Other native groups such as the Shoshone travelled through the valley and these carvings and paintings tell not only of the lives and journeys of those who created them, but of the spirits they found here. The towering cliffs and hoodoos had a impact on the native visitors. The shelter of the coulees and the abundance of game and berries made the area that is now the park an excellent location for these people to stop on their seasonal migrations. While the greatest use of the area was made by those in transit, there is evidence, including tipi rings and a medicine wheel. Beginning about 1730, large numbers of horses, metal goods and this signified not only a change in the native lifestyle, but a change in the content of the rock art. Pictures of hunters on horseback, and warriors without body shields began to be created, in the period immediately preceding World War I, settlers began to arrive in the area, which helped to alleviate some of the boredom and isolation the NWMP officers faced
Yakima Indian Painted Rocks
Indian Painted Rocks is a tiny state park right outside Yakima, Washington at the intersection of Powerhouse and Ackely Roads. The paintings were thought to be only a few hundred years old. The pictographs were painted on the cliff when a prehistoric lake submerged the bottom, the natives painted the cliff from canoes using organic materials. The rock paintings are stylized polychromatic paintings using white, the paintings are said to have been enhanced by Lucullus Virgil McWhorter using enamel paints, a technique unacceptable to todays preservation community. The state park was acquired from the Yakima Valley Canal Company in 1950, a sign erected by the Washington State Highway Commission at the parks entrance states the following, Origin of these paintings is unknown to present day Indian tribes of this region. They are similar to others found in western North America and are often interpreted as depicting religious experiences. This location was on the old Indian trail which ran from the Wenas Mountains to the Ahtanum bank of the Yakimas, in 1850s, miners en route to British Columbia gold fields used the same trail.

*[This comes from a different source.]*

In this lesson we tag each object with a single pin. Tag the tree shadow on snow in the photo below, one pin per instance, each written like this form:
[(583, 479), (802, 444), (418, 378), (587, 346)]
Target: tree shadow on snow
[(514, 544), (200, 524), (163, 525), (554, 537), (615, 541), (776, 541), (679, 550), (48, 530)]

Later, as Americans settled the Yakima Valley, a coach route passed these cliffs. In early 2007, the parks department closed the Indian Painted Rocks park because of graffiti. There are plans to restructure the park in order to protect the painted rocks, Indian Rock Art of the Columbia Plateau. Indian Legends of the Pacific Northwest, spokane Outdoors virtual tour of the Painted Rocks
Roche-a-Cri State Park
Roche-a-Cri State Park is a state park north of Adams and Friendship in central Wisconsin. The park,605 acres in area, was established in 1948, the park features a 300-foot rock outcropping with Native American petroglyphs—the Roche-a-Cri Petroglyphs—and a wooden stairway to the top, as well as more than 5 miles of hiking trails. The striking 300-foot bluff is a core that remains from a larger sheet of Cambrian sandstone which has mostly eroded away. Around 19,000 to 15,000 years ago it was a rising above Glacial Lake Wisconsin. On top of the bluff grow red oak, black oak, white oak, red pine, white pine, roche-A-Cri State Park Wisconsin Department of Natural Resources
Atlantean figures, are carved stone support pillars in the shape of fierce men. In Mesoamerica these figures are considered to be statues of Toltec warriors. Atlantean here refers to the figures supporting posture, alluding to the load-bearing Titan Atlas, Atlantean figures were made out of the available stone in the area, such as limestone, sandstone, or volcanic rock. They were carved by hand, presumably by individuals at once. To carve them the individuals would have used tools, such as small chisels for fine sculpting, scrapers of various sizes to shape and add little details. Additional smaller and softer stones were used for smoothing, creating these figures would have been very time-consuming, which is an indication that they served a purpose of some sort. At Potrero Nuevo near San Lorenzo, there is an altar supported by two Atlantean figures, the atlantes are not carved out roundly like they are at sites. Instead they are carved into the background, Chichen Itza is a site located on the northern centre of the Yucatan Peninsula and contains what is known as the Temple of Warriors.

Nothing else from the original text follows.